Abstract
The genomic signatures of positive selection and evolutionary constraints can be detected by analyses of nucleotide sequences. One of the most widely used programs for this purpose is CodeML, part of the PAML package. Although a number of bioinformatics tools have been developed to facilitate the use of CodeML, these have various limitations. Here, we present a wrapper tool named EasyCodeML that provides a user‐friendly graphical interface for using CodeML. EasyCodeML has a custom running mode in which parameters can be adjusted to meet different requirements. It also offers a preset running mode in which an evolutionary analysis pipeline and publication‐quality tables can be exported by a single click. EasyCodeML allows visualized, interactive tree labelling, which greatly simplifies the use of the branch, branch‐site, and clade models of selection. The program allows comparison of major codon‐based models for analyses of selection. EasyCodeML is a stand‐alone package that is supported in Windows, Mac, and Linux operating systems, and is freely available at https://github.com/BioEasy/EasyCodeML.
Keywords: CodeML, codon‐based models, likelihood‐ratio test, molecular evolution, positive selection
1. INTRODUCTION
Advances in high‐throughput sequencing technologies have led to an unprecedented wealth of genome‐scale data for evolutionary analysis. These data offer valuable opportunities for investigating the effects of positive selection and constraints on genomic evolution. Although a range of bioinformatics tools and resources are readily available for using codon‐based models of evolution (Pond, Frost, & Muse, 2005; Stern et al., 2007; Valle et al., 2014; Zhang, Wang, Long, & Fan, 2013), the CodeML program in the PAML package (Yang, 2007) is among the most widely used.
One method of testing for selection is to compute ω, the ratio of nonsynonymous to synonymous substitution rates. Under the assumption of neutral evolution, ω is expected to have a value of 1. Positive and purifying (negative) selection are indicated when ω > 1 and ω < 1, respectively (Nei & Gojobori, 1986). Several different models have been implemented in CodeML, varying in terms of their assumptions about how ω varies across the sequence (site models) or across branches of the phylogeny (branch models; Yang, 2007).

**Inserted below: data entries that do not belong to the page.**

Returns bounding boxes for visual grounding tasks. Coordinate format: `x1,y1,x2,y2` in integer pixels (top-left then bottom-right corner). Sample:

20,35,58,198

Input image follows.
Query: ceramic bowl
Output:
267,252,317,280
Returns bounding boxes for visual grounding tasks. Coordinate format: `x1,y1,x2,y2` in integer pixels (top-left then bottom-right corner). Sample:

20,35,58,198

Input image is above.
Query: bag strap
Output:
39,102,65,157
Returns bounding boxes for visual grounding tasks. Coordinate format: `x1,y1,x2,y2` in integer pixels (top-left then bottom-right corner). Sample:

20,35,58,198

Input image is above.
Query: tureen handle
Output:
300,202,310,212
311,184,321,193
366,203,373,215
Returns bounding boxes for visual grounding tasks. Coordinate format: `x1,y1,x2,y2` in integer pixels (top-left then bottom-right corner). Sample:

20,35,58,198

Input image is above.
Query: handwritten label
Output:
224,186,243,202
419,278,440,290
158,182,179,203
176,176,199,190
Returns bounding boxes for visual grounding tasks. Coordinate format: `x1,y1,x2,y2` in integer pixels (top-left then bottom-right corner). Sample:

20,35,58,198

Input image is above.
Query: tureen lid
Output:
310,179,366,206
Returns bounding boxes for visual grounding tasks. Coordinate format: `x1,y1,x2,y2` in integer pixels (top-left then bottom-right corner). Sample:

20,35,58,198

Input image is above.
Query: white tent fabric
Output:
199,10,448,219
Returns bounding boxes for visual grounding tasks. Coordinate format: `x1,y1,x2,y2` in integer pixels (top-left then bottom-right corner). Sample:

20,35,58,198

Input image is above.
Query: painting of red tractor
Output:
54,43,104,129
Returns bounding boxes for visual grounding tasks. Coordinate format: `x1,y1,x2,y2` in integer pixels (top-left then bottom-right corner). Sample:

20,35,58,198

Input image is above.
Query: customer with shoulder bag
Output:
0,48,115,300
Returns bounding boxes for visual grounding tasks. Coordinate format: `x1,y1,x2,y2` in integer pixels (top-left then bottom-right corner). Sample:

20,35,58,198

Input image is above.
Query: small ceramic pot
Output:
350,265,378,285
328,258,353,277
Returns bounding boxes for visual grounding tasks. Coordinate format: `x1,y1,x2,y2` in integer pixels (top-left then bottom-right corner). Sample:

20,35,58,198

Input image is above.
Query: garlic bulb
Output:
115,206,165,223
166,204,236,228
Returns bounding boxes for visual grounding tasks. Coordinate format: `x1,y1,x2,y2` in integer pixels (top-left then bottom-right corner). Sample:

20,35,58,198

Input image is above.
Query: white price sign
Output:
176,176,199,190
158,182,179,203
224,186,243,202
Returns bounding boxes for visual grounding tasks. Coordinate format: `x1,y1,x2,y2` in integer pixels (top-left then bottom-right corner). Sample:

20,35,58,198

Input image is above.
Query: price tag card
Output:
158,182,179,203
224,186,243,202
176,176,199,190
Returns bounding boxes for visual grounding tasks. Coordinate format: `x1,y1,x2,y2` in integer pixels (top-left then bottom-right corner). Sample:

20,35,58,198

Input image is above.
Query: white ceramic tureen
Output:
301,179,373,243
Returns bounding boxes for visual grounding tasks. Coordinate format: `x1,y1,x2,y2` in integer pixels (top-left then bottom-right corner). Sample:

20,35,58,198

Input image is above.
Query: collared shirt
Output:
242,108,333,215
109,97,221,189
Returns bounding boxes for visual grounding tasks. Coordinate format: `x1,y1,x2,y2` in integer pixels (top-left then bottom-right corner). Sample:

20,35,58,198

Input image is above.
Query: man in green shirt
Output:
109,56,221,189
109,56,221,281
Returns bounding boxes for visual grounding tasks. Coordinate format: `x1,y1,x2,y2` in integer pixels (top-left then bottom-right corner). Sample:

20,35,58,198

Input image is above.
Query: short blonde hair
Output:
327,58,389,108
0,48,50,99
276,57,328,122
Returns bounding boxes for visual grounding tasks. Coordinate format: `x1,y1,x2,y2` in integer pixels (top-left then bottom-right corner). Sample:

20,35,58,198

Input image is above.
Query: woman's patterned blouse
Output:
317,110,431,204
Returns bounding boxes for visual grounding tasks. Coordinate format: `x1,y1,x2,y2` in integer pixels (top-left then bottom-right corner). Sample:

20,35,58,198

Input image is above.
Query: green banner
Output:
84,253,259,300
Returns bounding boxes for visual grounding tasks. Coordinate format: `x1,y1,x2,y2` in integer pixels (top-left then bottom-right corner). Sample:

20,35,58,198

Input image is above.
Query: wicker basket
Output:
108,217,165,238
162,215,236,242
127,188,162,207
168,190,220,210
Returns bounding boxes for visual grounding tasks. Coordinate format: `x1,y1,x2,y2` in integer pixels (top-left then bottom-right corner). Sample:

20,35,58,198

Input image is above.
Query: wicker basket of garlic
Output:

Site models can be used to identify positively selected sites in a multiple sequence alignment (Yang & Nielsen, 2002). They employ different site‐class‐specific models, all of which assume that the ω ratio is the same across branches of the phylogeny but different among sites in the alignment. These codon substitution models are: M0 (one‐ratio), M1a (nearly neutral), M2a (positive selection), M3 (discrete), M7 (beta), M8 (beta and ω > 1) and M8a (beta and ω = 1). The fit of these models to the sequence data can be compared using likelihood‐ratio tests. Support for positive selection can be identified if M2a provides a better fit than M1a, or if M8 provides a better fit than M7 or M8a (Yang, Nielsen, Goldman, & Pedersen, 2000). The M8–M7 comparison offers a very stringent test of positive selection (Anisimova, Bielawski, & Yang, 2001), but the M8–M8a comparison has seen growing use because it yields fewer false positives (Swanson, Nielsen, & Yang, 2003; Wong, Yang, Goldman, & Nielsen, 2004).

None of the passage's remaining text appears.